Ледяными глазами глядя на лезвие, Алена пьяно, раздельно-четко прохрипела:
– Раз… два… три… стреляй… стре-ляй…
Руки сами размахнулись. Острие косы вошло в ее тело – чуть ниже ключицы, чуть выше нательного креста.
– А-а-а-а! – крикнула она. Нажала на косу сильнее, еще сильнее. – А-а-а-а…
Кровь заливала грудь.
Пинком, снаружи, открыли дверь сарая.
В открытую дверь сарая влетел голубь. Заметался под потолком, над поленницами дров.

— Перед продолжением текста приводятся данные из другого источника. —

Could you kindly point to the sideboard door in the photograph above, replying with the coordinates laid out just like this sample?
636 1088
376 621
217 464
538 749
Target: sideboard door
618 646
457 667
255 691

Над ней наклонился кто-то живой. А она была уже мертвая.
Живое злое лицо выплевывало ей в затылок дикие ругательства. Золотая серьга, как золотая звезда, болталась над ней, вспыхивала, гасла. Злая рука подняла ее за шиворот. Ударила ее по щеке. Голова ее мотнулась. Рука вырвала лезвие у нее из груди. Рука швырнула косу в угол сарая, посыпались с грохотом дрова.
Руслан бил ее, окровавленную, уже теряющую разум, хлестал по щекам, бил по голове, по груди, по животу, остервенело, дико. Озверел от негодования. Сам хотел ее убить. «Гадина!» – кричал. У него все руки были в ее крови. Он бил и бил, не понимая, что делает. Он бил ее, уже валявшуюся у него под ногами, бил ногами, избивал беспощадно. Кровь текла у нее, мертвой или еще живой, из груди на усеянную черными катышками овечьего помета землю сарая.